# please id



## mrcichlid1968 (Jun 15, 2008)

http://i277.photobucket.com/albums/kk78 ... 1_2021.jpg
I think it is a Paralabidochromis sp. "Rock Kribensis"
Thanks for your input. :fish:


----------



## africancichlidcentral (Oct 12, 2004)

I think you're 99.9% right. It looks like one to me. Do you have females you can show a picture of?


----------



## mrcichlid1968 (Jun 15, 2008)

is there a list somewhere on this forum to tell what the diff abbreviations mean?
BTW I'll get a pic of the females when the op arrives...they're camera shy.


----------



## tires_6792 (Mar 25, 2005)

i agree that it is a Paralabidochromis sp. rock kribensis


----------



## StructureGuy (Jul 27, 2002)

mrcichlid1968 said:


> is there a list somewhere on this forum to tell what the diff abbreviations mean?

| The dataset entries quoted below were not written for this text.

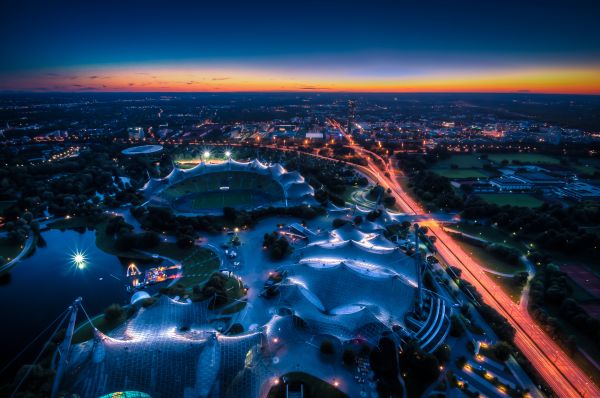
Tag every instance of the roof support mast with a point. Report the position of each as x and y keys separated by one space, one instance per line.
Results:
x=419 y=265
x=65 y=348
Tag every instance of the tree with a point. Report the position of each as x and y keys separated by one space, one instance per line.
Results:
x=185 y=242
x=327 y=347
x=502 y=351
x=349 y=357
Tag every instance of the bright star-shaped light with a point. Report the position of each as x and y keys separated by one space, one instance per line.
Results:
x=78 y=258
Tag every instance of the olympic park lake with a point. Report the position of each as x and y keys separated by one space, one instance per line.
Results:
x=40 y=287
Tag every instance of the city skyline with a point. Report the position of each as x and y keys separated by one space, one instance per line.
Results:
x=330 y=47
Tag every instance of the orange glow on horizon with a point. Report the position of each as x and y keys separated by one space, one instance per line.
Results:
x=567 y=80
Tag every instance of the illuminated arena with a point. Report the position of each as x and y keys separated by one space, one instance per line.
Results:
x=207 y=187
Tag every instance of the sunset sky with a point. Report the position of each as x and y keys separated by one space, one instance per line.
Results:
x=379 y=46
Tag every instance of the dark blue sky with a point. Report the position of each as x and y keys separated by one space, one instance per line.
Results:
x=376 y=38
x=50 y=33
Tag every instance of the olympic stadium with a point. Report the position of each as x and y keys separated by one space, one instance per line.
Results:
x=208 y=187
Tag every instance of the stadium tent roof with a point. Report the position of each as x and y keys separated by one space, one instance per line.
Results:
x=345 y=301
x=142 y=150
x=293 y=184
x=153 y=354
x=333 y=252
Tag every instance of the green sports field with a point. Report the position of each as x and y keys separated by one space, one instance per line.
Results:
x=460 y=173
x=512 y=199
x=524 y=158
x=223 y=189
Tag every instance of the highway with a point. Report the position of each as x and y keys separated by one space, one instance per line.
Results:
x=554 y=365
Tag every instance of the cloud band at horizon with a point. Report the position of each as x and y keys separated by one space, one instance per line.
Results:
x=255 y=78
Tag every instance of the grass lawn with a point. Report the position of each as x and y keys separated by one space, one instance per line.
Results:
x=524 y=158
x=8 y=250
x=214 y=200
x=513 y=199
x=488 y=260
x=490 y=234
x=583 y=341
x=513 y=291
x=197 y=267
x=106 y=243
x=313 y=387
x=459 y=173
x=465 y=161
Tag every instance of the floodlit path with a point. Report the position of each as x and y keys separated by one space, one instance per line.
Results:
x=559 y=371
x=22 y=253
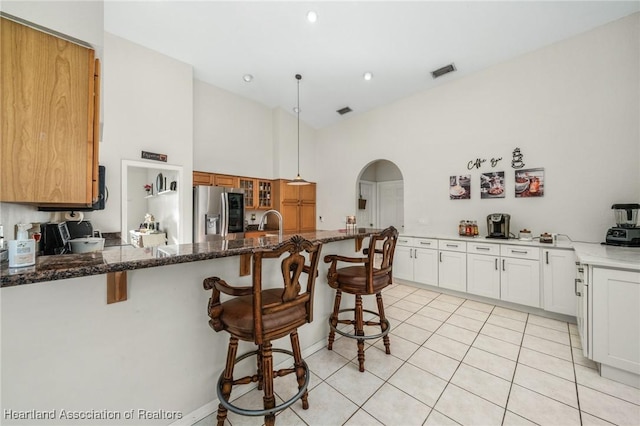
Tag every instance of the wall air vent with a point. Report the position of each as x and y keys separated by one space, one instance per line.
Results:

sp. is an abbreviation for "species"

It is simply a temporary way to identify a fish until it is officially assigned a species name. It is usually a color or a location or a description of some unique physical feature of the fish.

Kevin


----------



## mrcichlid1968 (Jun 15, 2008)

Thanks, :thumb: thats been bugging me to find out ...ok...is there other abbrev. or a list on this sight somewhere I haven't found yet?


----------



## chapman76 (Jun 30, 2004)

Nope, at least I haven't found one. Just something you learn as you look at names.


----------



## mrcichlid1968 (Jun 15, 2008)

http://i277.photobucket.com/albums/kk78 ... 1_2021.jpg

Paralabidochromis sp. "Rock Kribensis"
huh... both females seemed to want to get in the pic....


----------



## mrcichlid1968 (Jun 15, 2008)

oops try this one for the female pics

http://i277.photobucket.com/albums/kk78 ... 0_2048.jpg

Paralabidochromis sp. "Rock Kribensis"
huh... both females seemed to want to get in the pic


----------